Zahra Saleh in Eternal Opposition

2019-01-03 | Tanja Holm padlock


For over a decade, Zahra Saleh fought for southern independence from the north of Yemen. She was imprisoned eleven times and carried a banner like a beauty queen with the text "Independence or Death" when she marched along with the men in the streets of Aden. Tanja Holm remembers a controversial woman whose significance has been overlooked in the West.

Zahra Saleh, full-time activist in ”South Arabia” passed away on November 27. She was 40 years old.

First time we met, Zahra Saleh grabbed my arm. I lived in northern Yemen and had travelled to the south to report on a rebellion. With decisive steps she led me to a car. In the back seat she introduced herself and said that she had heard that I wanted to get to know her resistance movement. She left me her number with a warning: a previous reporter had gotten into trouble when caught with it. She herself faced problems. ”The police say I should be thrown into prison”, she said. ”But not the women’s prison, this time they’ll lock me up with the men.” I put her in as Zorro (the fictional character who defends the people against corrupt and tyrannical officials) in my phone book and the coming eight years we both called and met countless times.

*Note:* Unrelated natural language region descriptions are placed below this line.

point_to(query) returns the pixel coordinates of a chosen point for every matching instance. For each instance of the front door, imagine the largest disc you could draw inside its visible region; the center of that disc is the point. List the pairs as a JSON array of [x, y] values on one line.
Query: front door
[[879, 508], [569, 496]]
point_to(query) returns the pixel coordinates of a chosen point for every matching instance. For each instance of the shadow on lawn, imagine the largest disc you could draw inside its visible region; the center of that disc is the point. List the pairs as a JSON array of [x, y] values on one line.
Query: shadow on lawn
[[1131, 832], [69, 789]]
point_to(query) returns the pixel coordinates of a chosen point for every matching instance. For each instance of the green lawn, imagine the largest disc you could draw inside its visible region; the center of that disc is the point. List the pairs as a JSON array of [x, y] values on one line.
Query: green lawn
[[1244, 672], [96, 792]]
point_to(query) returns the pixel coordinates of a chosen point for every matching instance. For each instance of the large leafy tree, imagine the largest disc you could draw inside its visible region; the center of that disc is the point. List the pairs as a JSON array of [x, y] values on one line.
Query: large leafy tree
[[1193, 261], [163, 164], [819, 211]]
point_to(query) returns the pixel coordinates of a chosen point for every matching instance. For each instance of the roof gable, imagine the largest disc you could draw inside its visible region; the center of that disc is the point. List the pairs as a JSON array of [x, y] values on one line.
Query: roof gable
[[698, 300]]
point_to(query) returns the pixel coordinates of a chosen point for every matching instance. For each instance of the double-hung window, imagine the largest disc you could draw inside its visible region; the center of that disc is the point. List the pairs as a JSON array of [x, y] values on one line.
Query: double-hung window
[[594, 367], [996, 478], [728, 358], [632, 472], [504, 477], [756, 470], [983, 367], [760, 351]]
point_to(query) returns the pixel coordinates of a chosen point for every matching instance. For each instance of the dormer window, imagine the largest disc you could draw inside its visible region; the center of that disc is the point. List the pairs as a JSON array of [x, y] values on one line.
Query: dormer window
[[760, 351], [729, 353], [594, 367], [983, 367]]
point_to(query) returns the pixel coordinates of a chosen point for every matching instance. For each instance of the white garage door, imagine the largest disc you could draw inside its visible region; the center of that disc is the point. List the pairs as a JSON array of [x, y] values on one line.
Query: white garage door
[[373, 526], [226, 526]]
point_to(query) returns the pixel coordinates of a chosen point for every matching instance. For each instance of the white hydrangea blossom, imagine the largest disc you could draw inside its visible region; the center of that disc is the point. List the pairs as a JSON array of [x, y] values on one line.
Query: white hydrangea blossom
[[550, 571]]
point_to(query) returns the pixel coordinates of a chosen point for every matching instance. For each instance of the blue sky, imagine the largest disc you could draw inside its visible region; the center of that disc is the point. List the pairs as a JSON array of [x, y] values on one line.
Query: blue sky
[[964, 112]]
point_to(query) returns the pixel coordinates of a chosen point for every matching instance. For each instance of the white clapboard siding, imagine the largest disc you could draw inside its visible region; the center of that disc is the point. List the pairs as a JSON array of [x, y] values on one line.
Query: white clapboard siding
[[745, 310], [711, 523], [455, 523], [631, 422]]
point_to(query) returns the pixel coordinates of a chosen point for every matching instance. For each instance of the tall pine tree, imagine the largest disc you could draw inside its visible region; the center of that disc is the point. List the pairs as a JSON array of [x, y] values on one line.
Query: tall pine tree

Zahra Saleh is a well-known name in Aden, the capital of what she called her occupied land South Arabia. For over a decade she fought for the independence of the southern Yemeni provinces from the north. And a return of the demarcation before 1990, when South and North Yemen joined together in one country.

After years of discrimination against the south, Zahra Saleh along with thousands of other southern citizens took to the streets to demand equality with the North, in 2007. They formed the vast grassroots movement Hirak al-Janoubi al-Salmi (Peaceful Southern Movement), known as Hirak, within which she was seen as an unofficial leader.

Aden’s women had demanded their rights already in the 1970s. But the women’s struggle had met major setbacks. And Zahra Saleh became the first woman to march again along with the men in Aden’s streets, easy to recognize in the only niqab among men’s clothing. She wore a banner over her shoulder like beauty queens usually have. The caption: ”Independence or death”. It was literally meant, the one who wanted to silence her had to kill her.

When soldiers shot into the crowd, she didn't rush in the opposite direction. Her strategy was to hide under vehicles parked along the road. Under a car she was accompanied by a woman who asked to join the movement.

Zahra Saleh organized the southern women in a union and led thousands out from their home and back to the streets and the public sphere. But she left the assignment as the union’s chairperson after a few years to instead stand on the barricades. Her rough voice was heard in the front of the marches.

”My revolution is a South Arabian revolution!”

And the slogans once chanted against the British in the 1960s.

”Out, out occupants!” ”Resistance to the tyrants!”

She was imprisoned eleven times. To be released she was once forced to sign a paper and promise the authorities to marry. Then she would be kept prisoner at home, she explained and continued to march every single day, around large parts of the south.

She had no leisure activities, except possibly the Arab criminal series she followed on television. But she watched them to prepare for the next time she was arrested.

The only dialogue with North that Zahra Saleh could agree to was a practical one on how to get her country back. A federal transformation of Yemen with increased autonomy for the south was to her no alternative.

Behind her back, some called her Margaret Thatcher, she was Hirak’s iron woman, just as uncompromising with her politics. But unlike Thatcher, Zahra fought from the bottom up and took the consequences of her own struggle. About her nickname, she only had the following comment: ”Forget the British, we are under Yemeni occupation now.”

She urged civil disobedience and was beaten several times, not just by the security forces. Also by islamists in the south. She accused them of the grenade attack against her in 2014, when she seriously injured one leg, had to amputate the other. Her body was full of metal splits and she suffered from pains.

In the war against the Saleh-Houthi Alliance in 2015, Zahra Saleh continued her peaceful struggle and also documented the abuses on the south, although it was difficult to get around the ruins in a wheelchair.

Mother of the South. Heart of the movement. Flame of the revolution, she was honourably called.

In a future South Arabia, many wanted to see her as a minister. Some even hoped that she would become the Arabian Peninsula's first female president.

Bah, Zahra Saleh replied when I told her. She promised her comrades to always stay in opposition, along with new trouble-makers. Nevertheless, at the end of 2017 she was elected to the National Association, which has 303 individual members and acts as a provisional parliament in the south. She worked to develop a constitution for South Arabia.

Zahra Saleh was recently diagnosed with leukaemia. In Aden, there was not the care she needed. Thanks to help from the movement, she could fly to Egypt. There she died in the hospital. She was returned to Aden and received by friends who brought the body to her home for a final farewell.

She was buried on November 30 in a burial ground for the martyrs of the movement, as she herself desired. And is mourned by her father, sisters and brother. Like thousands of South Arabians who swear to pursue her liberation struggle.

Footnote: That the south is often ignored in the already scanty reporting on Yemen and that Zahra Saleh spoke dialectal Arabic and no English has contributed to her significance being overlooked in Western media.